Waves of life fluctuations in the number of individuals in the population. The term is introduced by the Russian biologist S. S. Chetverikov in 1915. Such fluctuations in the number can be seasonal or non-zees, repeated through different intervals; Usually they are the longer than a longer cycle of the development of organisms. Subsequently, the term was replaced by the concept of population waves (one of the 4 elementary evolutionary factors mutation process, population waves, insulation and natural selection). The main value is reduced to random changes in the concentrations of various mutations contained in populations, as well as to weaken the selection pressure while increasing and enhancing it with a decrease in the number of individuals in the population.
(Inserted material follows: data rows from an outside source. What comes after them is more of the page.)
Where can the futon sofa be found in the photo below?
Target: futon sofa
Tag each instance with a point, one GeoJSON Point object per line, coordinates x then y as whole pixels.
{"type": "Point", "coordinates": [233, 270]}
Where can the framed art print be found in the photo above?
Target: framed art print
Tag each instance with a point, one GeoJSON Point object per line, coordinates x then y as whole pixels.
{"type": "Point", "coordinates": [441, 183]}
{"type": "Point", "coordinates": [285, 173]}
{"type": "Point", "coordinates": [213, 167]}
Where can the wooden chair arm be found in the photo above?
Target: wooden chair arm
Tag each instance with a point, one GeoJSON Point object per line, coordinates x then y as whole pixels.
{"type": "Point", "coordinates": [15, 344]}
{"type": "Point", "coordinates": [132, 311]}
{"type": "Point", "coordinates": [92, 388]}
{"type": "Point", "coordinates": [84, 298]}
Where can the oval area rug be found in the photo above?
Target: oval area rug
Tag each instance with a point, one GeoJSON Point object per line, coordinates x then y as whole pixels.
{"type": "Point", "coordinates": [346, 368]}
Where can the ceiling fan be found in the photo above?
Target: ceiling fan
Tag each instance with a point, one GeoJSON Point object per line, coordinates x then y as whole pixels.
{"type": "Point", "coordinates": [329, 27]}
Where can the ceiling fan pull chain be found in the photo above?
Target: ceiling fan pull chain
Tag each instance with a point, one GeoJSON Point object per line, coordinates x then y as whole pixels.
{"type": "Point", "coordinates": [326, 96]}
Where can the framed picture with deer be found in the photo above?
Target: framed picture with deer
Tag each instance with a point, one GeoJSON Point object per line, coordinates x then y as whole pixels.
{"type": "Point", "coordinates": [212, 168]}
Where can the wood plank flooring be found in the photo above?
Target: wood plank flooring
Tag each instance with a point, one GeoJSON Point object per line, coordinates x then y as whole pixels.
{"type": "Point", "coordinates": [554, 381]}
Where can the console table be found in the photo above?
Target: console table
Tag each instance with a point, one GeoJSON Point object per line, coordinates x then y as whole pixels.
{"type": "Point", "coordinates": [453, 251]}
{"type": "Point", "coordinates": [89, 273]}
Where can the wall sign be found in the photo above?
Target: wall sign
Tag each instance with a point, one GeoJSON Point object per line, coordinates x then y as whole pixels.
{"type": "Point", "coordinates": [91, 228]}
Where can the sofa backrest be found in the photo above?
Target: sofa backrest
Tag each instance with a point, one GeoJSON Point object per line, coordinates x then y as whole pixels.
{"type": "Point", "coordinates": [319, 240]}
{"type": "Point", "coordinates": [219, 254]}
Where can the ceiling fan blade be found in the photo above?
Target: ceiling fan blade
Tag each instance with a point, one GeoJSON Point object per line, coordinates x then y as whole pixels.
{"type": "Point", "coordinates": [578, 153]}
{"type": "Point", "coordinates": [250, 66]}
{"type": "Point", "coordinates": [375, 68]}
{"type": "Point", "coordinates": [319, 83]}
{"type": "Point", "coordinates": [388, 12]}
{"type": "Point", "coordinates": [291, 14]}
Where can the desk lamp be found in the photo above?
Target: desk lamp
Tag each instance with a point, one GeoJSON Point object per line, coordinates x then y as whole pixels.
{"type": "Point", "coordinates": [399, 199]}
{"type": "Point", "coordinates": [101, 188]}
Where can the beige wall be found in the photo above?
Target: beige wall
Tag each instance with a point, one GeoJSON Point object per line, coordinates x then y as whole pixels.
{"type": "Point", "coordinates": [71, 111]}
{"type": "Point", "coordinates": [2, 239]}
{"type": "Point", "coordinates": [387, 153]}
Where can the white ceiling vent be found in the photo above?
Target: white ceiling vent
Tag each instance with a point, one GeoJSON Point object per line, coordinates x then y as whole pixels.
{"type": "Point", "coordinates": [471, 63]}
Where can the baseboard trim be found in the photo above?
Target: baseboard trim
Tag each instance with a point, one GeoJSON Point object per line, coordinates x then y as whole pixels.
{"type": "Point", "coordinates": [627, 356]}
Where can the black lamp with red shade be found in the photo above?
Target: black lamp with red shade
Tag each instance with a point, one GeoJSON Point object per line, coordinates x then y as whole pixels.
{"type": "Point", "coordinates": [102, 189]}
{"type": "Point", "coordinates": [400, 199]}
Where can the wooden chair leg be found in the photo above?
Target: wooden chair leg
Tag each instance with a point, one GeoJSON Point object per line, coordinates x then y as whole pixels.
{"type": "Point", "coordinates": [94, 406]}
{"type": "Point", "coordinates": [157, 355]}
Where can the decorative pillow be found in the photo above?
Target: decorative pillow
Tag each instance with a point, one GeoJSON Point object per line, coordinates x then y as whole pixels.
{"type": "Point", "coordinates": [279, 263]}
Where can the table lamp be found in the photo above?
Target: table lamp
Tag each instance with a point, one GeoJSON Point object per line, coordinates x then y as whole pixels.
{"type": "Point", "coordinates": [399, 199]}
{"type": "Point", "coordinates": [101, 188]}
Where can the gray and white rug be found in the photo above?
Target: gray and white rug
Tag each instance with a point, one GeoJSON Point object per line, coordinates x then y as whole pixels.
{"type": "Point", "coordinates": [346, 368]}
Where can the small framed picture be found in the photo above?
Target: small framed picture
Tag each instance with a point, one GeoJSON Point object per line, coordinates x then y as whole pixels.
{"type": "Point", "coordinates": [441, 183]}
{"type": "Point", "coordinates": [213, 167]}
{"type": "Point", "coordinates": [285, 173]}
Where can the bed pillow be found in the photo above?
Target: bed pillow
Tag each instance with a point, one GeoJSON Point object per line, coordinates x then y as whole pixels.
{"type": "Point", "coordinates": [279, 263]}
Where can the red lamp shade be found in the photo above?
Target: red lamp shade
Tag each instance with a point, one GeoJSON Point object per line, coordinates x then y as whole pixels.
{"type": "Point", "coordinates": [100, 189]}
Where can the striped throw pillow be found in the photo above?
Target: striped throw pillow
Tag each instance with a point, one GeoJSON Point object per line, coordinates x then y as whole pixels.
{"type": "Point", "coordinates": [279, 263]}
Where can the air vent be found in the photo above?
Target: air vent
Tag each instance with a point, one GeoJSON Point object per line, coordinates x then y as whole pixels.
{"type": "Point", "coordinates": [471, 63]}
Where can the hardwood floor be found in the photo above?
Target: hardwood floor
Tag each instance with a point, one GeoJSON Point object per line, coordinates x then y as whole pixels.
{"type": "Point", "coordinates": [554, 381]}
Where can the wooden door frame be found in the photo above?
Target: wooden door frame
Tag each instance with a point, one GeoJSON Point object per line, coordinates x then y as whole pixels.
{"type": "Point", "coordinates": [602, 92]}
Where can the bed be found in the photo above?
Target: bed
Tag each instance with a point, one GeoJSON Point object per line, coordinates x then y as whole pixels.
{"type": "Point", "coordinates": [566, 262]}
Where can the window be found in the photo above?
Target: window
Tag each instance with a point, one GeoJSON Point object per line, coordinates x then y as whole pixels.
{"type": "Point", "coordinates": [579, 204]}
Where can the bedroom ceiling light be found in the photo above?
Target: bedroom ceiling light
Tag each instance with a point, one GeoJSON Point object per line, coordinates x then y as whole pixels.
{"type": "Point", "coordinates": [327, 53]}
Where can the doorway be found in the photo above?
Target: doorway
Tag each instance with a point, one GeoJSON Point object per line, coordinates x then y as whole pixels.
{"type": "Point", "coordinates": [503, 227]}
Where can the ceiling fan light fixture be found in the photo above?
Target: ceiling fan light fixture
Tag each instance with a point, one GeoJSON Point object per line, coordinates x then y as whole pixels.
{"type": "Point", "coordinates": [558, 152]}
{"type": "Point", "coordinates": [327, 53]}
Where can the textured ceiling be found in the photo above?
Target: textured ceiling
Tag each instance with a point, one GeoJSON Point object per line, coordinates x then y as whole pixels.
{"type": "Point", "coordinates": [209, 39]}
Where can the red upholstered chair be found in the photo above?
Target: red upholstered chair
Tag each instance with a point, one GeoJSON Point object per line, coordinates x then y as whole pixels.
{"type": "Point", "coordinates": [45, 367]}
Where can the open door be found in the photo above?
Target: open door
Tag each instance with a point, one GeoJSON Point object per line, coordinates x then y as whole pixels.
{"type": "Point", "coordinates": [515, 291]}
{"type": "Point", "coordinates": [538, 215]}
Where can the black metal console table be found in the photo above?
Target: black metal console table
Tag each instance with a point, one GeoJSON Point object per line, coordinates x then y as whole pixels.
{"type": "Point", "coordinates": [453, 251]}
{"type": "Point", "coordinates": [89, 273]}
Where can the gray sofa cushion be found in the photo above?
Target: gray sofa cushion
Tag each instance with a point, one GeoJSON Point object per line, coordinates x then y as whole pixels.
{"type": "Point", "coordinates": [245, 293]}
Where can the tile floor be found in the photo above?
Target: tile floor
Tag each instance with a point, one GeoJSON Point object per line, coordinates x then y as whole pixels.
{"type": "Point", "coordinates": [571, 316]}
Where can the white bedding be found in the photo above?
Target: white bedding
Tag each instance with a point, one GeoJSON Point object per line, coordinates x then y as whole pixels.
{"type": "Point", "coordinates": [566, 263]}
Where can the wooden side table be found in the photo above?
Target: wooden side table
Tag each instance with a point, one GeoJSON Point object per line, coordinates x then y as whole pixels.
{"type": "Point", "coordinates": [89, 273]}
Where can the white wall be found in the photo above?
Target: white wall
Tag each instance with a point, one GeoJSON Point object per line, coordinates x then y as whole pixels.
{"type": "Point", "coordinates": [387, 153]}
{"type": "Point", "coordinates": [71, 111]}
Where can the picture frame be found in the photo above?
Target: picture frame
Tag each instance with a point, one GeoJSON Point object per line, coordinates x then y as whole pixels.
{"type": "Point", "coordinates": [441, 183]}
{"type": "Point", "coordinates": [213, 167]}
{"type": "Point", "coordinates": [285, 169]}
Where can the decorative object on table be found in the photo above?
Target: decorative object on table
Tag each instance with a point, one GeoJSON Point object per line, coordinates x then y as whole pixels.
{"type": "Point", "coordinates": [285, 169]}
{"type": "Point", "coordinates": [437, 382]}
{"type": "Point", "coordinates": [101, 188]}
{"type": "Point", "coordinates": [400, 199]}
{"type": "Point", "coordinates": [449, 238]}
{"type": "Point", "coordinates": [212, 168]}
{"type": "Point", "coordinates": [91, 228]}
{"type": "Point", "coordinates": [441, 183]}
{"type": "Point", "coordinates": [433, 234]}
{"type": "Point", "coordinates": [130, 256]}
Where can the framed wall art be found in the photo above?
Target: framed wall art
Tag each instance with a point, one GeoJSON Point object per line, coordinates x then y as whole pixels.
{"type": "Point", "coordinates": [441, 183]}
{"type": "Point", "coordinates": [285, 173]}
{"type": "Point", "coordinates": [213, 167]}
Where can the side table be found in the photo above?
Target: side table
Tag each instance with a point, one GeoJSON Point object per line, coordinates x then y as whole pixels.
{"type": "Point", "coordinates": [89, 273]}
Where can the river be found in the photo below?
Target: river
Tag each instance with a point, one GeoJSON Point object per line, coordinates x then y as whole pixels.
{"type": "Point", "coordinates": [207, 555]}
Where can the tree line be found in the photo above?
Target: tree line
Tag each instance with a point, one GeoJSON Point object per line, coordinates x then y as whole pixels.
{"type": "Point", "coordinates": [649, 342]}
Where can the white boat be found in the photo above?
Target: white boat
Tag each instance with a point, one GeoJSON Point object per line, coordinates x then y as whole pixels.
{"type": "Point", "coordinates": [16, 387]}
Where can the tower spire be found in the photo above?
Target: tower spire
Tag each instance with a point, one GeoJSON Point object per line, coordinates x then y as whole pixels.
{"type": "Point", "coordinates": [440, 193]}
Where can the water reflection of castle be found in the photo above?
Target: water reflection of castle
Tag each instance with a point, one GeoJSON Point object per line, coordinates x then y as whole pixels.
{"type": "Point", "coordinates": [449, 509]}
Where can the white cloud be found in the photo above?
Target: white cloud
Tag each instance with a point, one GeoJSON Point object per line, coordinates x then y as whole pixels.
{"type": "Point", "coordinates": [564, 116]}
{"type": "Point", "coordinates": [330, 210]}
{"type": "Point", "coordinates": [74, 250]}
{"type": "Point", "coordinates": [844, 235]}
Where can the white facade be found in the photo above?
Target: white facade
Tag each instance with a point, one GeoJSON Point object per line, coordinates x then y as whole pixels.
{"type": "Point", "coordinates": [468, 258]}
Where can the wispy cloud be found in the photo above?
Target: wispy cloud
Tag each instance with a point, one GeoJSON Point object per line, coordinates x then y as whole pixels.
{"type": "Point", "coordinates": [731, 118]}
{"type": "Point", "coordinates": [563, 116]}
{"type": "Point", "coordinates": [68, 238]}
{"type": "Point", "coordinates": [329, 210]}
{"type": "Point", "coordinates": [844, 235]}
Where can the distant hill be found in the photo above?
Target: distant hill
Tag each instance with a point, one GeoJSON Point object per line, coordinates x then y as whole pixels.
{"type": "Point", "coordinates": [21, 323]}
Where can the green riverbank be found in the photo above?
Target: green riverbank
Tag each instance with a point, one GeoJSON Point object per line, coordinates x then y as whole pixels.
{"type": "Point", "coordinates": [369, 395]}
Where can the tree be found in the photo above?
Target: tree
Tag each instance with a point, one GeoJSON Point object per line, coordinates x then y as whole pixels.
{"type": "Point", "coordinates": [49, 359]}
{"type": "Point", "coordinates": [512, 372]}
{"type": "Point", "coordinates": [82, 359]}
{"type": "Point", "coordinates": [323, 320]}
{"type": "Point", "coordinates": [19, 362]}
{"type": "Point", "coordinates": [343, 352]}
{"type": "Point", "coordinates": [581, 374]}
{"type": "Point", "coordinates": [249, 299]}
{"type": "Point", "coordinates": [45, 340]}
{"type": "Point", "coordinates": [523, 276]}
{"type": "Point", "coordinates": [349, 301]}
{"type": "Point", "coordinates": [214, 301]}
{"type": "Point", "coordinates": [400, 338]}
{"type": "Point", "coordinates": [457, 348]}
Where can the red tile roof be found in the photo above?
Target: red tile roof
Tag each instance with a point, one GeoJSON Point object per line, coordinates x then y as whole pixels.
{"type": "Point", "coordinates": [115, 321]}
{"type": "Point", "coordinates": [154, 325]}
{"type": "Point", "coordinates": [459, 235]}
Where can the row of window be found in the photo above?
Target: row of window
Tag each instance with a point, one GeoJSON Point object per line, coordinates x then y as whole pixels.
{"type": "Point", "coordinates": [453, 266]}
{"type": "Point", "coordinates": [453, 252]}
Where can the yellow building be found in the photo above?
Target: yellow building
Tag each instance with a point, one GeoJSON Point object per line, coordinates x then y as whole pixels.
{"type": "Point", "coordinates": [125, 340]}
The term sometimes implies the stages of the development of plant and animal world, approximately corresponding to the change of geological cycles.

Evolutionary factors - factors causing the evolution of populations. "Waves of Life" and "Draif of Genes", as a rule, accompany the evolutionary process of each population if it comes to a long-term process (time period). However, historical development organic World Theoretically, possibly without them, that is, only on the basis of variability, heredity, struggle for the existence and natural selection.

Is it possible to consider all the reasons that cause the death of organisms, natural selection? Natural selection is not the only cause of the death of organisms. The death of an animal may be a consequence of a random event (forest fire, flood or other natural disaster that leaves no chance of survival).

Evolutionary factors guiding the evolutionary process of the non-directional evolutionary process of natural selection (against the background of the struggle for existence) -nous variability. - Draif genes. - Waves of life. - Isolation. Acts in the population, changing its gene pool possible result: the emergence of new populations, subspecies, species (speciation)

The combination of evolutionary processes occurring in populations of the species and leading to a change in the gene pools of these populations and the formation of new subspecies, species is called microevolution. Evolution at the level of systematic units above the species flowing millions of years and inaccessible to direct studies is called macroevolution. These two processes are united. Homework: Powers to cite examples of aromorphosis, idioadaptations and degenerations. Repeat definition, population, evolution, macroevolution, microevolution.